Picanol victime de ce qui pourrait être la "plus grande" cyberattaque belge

Pour l'heure, la société Picanol ne sait pas quand elle pourra reprendre la production suite à la cyberattaque dont elle est victime. ©REUTERS

Le fabricant de métiers à tisser yprois Picanol est à l'arrêt depuis la nuit de dimanche à lundi suite à ce qui pourrait être la plus grande cyberattaque contre une société cotée belge. Les "hackers" demandent une rançon. L'action a été suspendue mardi par la FSMA.

Les quelque 1.500 salariés du site yprois de Picanol se croisent les bras. La production est à l’arrêt depuis lundi matin. La société est victime d’une importante attaque informatique. Les pirates ont réclamé de l’argent à Picanol qui n’a plus accès à ses propres systèmes, selon le responsable communication de l'entreprise. Le gendarme des marchés financiers a suspendu mardi matin la cotation de l'action. Le titre a clôturé lundi à 65 euros (-0,3%).

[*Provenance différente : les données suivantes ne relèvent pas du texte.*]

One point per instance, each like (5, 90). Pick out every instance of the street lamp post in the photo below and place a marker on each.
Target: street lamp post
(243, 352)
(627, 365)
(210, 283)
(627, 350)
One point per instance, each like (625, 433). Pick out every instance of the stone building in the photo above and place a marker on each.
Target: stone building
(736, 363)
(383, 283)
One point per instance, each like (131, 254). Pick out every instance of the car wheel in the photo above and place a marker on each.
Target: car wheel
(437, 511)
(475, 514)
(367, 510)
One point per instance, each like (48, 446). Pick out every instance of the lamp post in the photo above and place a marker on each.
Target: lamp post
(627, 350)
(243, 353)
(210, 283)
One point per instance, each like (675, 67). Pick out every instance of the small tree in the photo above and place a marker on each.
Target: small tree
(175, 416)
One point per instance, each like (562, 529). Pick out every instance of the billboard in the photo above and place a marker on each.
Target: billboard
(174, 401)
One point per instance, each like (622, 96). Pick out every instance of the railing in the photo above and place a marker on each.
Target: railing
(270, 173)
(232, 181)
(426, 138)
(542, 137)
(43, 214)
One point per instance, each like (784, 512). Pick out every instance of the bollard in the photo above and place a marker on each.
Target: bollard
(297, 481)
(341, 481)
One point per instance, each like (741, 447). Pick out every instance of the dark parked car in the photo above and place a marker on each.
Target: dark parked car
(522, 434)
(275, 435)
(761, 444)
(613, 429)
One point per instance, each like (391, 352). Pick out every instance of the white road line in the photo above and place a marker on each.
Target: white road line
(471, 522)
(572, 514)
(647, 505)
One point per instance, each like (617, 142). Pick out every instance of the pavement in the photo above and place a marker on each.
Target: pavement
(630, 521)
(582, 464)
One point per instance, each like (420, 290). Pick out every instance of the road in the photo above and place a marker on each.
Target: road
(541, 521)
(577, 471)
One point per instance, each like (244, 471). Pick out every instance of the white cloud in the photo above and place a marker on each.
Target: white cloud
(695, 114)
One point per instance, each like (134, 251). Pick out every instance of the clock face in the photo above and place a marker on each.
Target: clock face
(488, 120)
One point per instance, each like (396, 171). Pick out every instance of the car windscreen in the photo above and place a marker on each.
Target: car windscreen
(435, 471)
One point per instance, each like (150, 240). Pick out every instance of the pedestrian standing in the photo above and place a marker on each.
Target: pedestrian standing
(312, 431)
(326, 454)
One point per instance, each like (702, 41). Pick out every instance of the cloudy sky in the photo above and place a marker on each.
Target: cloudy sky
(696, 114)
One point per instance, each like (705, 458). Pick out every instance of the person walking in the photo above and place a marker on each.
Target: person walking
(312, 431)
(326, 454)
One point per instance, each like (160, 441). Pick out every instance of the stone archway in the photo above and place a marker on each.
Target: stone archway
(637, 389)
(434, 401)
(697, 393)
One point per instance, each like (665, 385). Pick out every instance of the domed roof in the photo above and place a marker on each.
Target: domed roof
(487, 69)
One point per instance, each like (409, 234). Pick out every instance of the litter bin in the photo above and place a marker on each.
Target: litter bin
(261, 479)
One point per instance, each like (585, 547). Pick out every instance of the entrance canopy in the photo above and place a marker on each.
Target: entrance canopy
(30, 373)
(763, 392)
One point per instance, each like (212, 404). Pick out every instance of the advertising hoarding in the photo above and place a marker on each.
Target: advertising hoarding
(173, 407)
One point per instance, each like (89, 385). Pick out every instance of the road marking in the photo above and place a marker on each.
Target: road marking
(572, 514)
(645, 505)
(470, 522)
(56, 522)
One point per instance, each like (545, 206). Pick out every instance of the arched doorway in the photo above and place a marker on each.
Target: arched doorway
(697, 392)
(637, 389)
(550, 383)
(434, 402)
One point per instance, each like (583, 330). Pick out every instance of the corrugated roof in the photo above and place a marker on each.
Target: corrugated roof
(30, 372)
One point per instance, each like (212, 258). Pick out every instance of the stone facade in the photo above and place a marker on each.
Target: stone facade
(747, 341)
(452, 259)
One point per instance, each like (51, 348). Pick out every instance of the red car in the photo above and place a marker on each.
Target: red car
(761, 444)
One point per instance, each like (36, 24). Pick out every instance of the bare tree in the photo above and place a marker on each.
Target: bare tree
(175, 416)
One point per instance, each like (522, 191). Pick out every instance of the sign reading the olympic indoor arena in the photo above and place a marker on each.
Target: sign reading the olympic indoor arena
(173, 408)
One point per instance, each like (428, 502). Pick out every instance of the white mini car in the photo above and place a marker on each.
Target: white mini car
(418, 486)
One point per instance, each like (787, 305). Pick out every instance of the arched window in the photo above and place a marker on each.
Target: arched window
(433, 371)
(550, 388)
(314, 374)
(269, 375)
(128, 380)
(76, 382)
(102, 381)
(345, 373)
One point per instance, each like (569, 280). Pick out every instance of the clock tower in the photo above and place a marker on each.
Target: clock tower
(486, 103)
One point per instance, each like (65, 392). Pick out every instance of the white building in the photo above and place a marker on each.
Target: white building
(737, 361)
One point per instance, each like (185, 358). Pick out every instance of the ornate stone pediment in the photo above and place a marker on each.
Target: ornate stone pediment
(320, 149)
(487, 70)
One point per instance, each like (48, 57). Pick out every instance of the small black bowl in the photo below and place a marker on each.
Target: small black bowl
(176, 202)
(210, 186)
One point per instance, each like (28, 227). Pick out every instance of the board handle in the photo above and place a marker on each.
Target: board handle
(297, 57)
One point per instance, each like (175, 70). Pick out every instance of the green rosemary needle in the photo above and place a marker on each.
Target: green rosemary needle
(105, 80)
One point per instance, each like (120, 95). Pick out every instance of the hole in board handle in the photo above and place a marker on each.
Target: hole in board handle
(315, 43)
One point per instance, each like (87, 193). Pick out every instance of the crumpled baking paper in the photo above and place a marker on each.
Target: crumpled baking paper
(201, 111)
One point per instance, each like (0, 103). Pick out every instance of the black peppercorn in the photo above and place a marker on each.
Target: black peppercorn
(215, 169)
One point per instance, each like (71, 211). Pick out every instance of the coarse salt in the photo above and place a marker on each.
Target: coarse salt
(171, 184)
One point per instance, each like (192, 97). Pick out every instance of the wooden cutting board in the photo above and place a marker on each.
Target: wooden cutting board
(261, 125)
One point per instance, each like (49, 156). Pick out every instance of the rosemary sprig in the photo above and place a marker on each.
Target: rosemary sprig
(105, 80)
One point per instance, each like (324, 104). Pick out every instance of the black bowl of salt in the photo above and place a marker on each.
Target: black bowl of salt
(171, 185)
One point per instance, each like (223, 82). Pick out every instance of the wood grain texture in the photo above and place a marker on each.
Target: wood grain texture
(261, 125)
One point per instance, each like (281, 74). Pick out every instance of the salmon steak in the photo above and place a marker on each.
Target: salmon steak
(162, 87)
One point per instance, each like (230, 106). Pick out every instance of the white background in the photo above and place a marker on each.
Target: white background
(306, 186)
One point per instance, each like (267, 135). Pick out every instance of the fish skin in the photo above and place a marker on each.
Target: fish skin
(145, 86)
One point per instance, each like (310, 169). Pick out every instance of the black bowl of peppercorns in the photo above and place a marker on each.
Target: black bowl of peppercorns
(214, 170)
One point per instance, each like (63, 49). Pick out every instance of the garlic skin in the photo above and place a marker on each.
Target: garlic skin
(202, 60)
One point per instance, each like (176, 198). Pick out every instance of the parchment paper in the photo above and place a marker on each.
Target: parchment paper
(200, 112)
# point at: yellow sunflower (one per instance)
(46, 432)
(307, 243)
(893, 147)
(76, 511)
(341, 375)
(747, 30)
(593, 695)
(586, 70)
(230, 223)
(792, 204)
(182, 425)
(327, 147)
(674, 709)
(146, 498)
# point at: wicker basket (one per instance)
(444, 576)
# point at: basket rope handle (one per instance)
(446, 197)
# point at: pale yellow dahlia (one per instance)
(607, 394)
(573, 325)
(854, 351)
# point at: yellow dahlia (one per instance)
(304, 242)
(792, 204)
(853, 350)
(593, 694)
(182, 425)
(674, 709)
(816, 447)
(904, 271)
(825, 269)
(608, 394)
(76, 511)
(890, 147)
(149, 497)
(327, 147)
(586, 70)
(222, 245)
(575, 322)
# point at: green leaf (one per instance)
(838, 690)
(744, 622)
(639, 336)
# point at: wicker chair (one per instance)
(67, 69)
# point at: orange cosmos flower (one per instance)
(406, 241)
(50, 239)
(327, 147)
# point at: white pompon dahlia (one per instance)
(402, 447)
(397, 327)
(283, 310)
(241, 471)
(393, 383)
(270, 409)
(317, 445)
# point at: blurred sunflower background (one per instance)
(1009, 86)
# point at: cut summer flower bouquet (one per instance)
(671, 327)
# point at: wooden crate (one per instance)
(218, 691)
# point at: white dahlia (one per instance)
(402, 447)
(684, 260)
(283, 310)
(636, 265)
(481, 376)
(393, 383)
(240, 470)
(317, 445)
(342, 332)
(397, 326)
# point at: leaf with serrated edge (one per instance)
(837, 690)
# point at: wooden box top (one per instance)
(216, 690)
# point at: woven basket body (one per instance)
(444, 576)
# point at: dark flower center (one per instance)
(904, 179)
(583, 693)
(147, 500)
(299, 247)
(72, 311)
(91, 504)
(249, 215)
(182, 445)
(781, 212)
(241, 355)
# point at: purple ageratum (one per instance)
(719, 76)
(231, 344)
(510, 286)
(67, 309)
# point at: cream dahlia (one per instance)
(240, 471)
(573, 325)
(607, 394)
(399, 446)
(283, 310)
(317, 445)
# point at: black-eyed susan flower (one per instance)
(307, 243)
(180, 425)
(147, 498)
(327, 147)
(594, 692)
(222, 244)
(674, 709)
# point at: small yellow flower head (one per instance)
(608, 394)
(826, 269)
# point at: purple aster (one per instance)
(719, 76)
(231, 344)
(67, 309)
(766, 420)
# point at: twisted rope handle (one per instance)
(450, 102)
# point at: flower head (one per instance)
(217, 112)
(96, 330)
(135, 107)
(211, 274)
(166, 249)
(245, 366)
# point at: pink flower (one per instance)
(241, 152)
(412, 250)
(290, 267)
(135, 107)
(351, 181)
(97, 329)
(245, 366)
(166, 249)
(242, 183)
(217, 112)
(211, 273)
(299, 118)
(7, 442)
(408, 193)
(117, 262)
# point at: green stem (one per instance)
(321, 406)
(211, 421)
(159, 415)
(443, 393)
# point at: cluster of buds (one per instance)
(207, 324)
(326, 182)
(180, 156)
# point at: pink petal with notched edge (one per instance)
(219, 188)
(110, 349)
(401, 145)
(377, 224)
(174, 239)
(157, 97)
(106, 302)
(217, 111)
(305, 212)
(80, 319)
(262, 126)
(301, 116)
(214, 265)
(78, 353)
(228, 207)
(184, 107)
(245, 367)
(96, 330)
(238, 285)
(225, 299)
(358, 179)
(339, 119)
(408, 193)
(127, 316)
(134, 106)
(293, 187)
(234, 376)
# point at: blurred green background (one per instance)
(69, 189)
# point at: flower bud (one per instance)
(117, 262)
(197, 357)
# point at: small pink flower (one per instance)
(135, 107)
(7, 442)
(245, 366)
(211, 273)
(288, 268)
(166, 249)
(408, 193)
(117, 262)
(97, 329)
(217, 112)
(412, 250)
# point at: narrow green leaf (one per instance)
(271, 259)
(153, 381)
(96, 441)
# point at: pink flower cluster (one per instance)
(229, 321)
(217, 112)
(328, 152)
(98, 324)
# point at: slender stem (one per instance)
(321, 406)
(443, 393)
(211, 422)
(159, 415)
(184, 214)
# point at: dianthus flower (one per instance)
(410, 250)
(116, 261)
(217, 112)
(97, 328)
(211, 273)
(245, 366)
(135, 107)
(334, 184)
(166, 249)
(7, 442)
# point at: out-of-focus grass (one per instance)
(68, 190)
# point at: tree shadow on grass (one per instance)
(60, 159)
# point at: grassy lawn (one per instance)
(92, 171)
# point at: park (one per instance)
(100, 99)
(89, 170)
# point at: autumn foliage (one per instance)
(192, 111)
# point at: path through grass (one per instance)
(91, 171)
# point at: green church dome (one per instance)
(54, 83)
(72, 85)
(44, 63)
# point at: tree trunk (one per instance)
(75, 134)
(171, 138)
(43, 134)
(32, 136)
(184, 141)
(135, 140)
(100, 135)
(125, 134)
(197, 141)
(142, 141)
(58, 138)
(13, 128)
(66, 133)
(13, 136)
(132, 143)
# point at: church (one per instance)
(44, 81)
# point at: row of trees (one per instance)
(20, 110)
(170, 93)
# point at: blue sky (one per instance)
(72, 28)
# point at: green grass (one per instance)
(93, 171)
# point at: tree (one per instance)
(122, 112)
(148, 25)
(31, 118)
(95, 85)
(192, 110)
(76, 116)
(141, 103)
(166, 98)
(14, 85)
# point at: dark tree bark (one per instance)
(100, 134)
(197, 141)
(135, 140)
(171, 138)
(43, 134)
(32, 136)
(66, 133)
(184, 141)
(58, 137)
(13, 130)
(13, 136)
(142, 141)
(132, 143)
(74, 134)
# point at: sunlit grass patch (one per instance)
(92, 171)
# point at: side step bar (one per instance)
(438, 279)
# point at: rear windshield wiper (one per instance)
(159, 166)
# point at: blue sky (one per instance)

C’est une attaque avec rançongiciel (ransomware). Nous ne pouvons plus accéder à notre propre système. Les hackers demandent le paiement d’une rançon avant de rendre l’accès au système.
Frederic Dryhoel
Porte-parole de Picanol
L’attaque a été signalée dimanche soir sur le site de production chinois avant de toucher le site yprois. Les salariés belges sont donc au chômage technique, mais la mesure pourrait s'étendre aux 2.300 collaborateurs des sites chinois et roumain.  
L’activité peut se poursuivre dans certains départements, mais l’essentiel de la production, qui est informatisé, est interrompu. " C’est une attaque avec rançongiciel (ransomware). Nous ne pouvons plus accéder à notre propre système. Les hackers demandent le paiement d’une rançon avant de rendre l’accès au système ", a espliqué le porte-parole de Picanol, Frederic Dryhoel.

Pour l’instant, la société en sait peu sur la nature et l’origine de l’attaque. "Les pirates ont laissé un message sur le serveur et nous les avons contactés. Mais nous ne savons pas encore exactement ce qu’ils demandent", explique Frederic Dryhoul. Lors de cyberattaques similaires, les pirates ont réclamé des rançons atteignant des centaines de milliers d’euros, voire des millions d’euros.

"Impossible d’envoyer un communiqué de presse"

" C’est la première fois que nous subissons une attaque de cette ampleur. Nous travaillons maintenant avec la police fédérale. Nous vérifions également tous les serveurs et systèmes pour nous assurer que nous pourrons démarrer en toute sécurité. Nous aurons peut-être d’autres nouvelles à ce sujet mardi ", poursuit le porte-parole.
Cette cyberattaque pourrait être la plus sévère jamais observée dans une société cotée belge. Le spécialiste du zinc Nyrstar a aussi été victime d'une attaque de ransomware il y a tout juste un an. La production n'avait toutefois pas été mise à l'arrêt.

Picanol, société cotée à la Bourse de Bruxelles, veut aussi assurer la communication aux investisseurs. "Nous n’avons à ce stade aucune idée des dommages financiers, nous examinons cela. En raison de la panne informatique, il n’a même pas été possible d’envoyer un communiqué de presse aujourd’hui."

Sensibiliser les entreprises

"Cette attaque ne me surprend pas du tout", explique Arnout Van de Meulebroucke de Phished, une start-up qui aide les entreprises à sensibiliser leurs employés aux cyberrisques. "De nombreuses entreprises ont investi dans un pare-feu ces dernières années, mais elles ont oublié les petits processus, fermant les vulnérabilités avec des mises à jour logicielles ou des correctifs. Les pirates ont souvent besoin d'un seul clic sur un lien infecté."

Pour l'expert, le cas de l'infection semble s'appliquer à Picanol. "Je vois de nombreuses similitudes avec Travelex (le réseau de bureaux de change qui est à l'arrêt depuis le Nouvel An à cause d'une attaque de ransomware, NDLR). Là, les pirates ont profité d'une fuite dans le logiciel VPN pour établir une connexion entre différents emplacements." Une mise à jour du logiciel avait pourtant été effectuée, mais de nombreuses entreprises ne l'avaient pas appliquée.